When we connected, he told me a story, one that's far too familiar to the Indigenous population of Minnesota and beyond. A company led by Thrive Behavioral Health Network CEO Jeff Bradley took something that matters to him and others — all without remorse, it seems.
Sohm is a member of the Lake Superior Band of Ojibwe, Bois Forte tribe, and the former co-chair of the American Indian Mental Health Advisory Council. He has dedicated a portion of his life to advocating for culturally sensitive mental health treatment for the Indigenous community.
Nearly a decade ago, he and other Indigenous advocates with the Arrowhead Behavioral Health Initiative (ABHI) created a mental health crisis home in Duluth called Birch Tree Center.

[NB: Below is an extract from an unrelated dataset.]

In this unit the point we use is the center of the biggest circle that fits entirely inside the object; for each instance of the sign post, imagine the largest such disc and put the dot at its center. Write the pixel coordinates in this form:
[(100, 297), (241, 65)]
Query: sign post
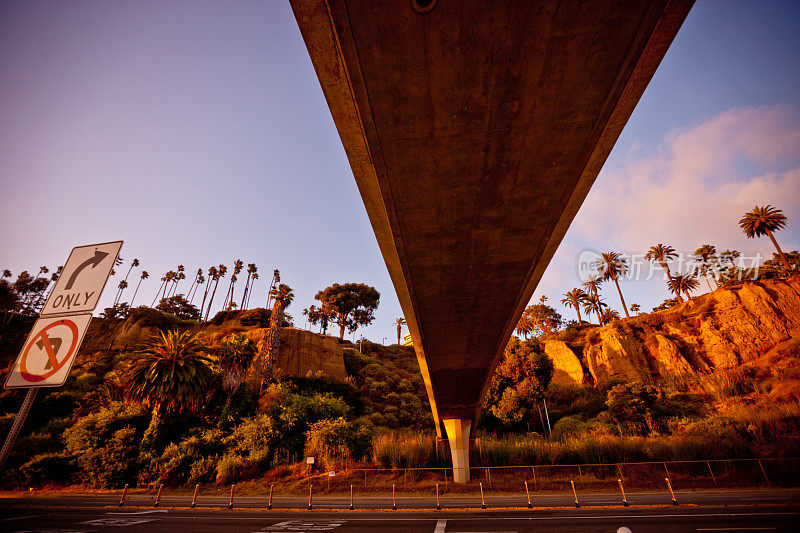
[(48, 353)]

Members of three tribes — Bois Forte, Fond du Lac and Grand Portage — participated in the process. But Bradley has started a new center — with the same name — and forced ABHI to regroup and rebuild, all with a different name.
"The decision by Mr. Bradley is typical of white privilege and the colonial mind set toward Anishinaabe peoples since early contact," Sohm told me.
They arrived at the name, Sohm said, after they found animals and a birch tree with seven rings on the land as they walked. There was symbolic meaning, he said, and a ceremony was initiated to solidify that name.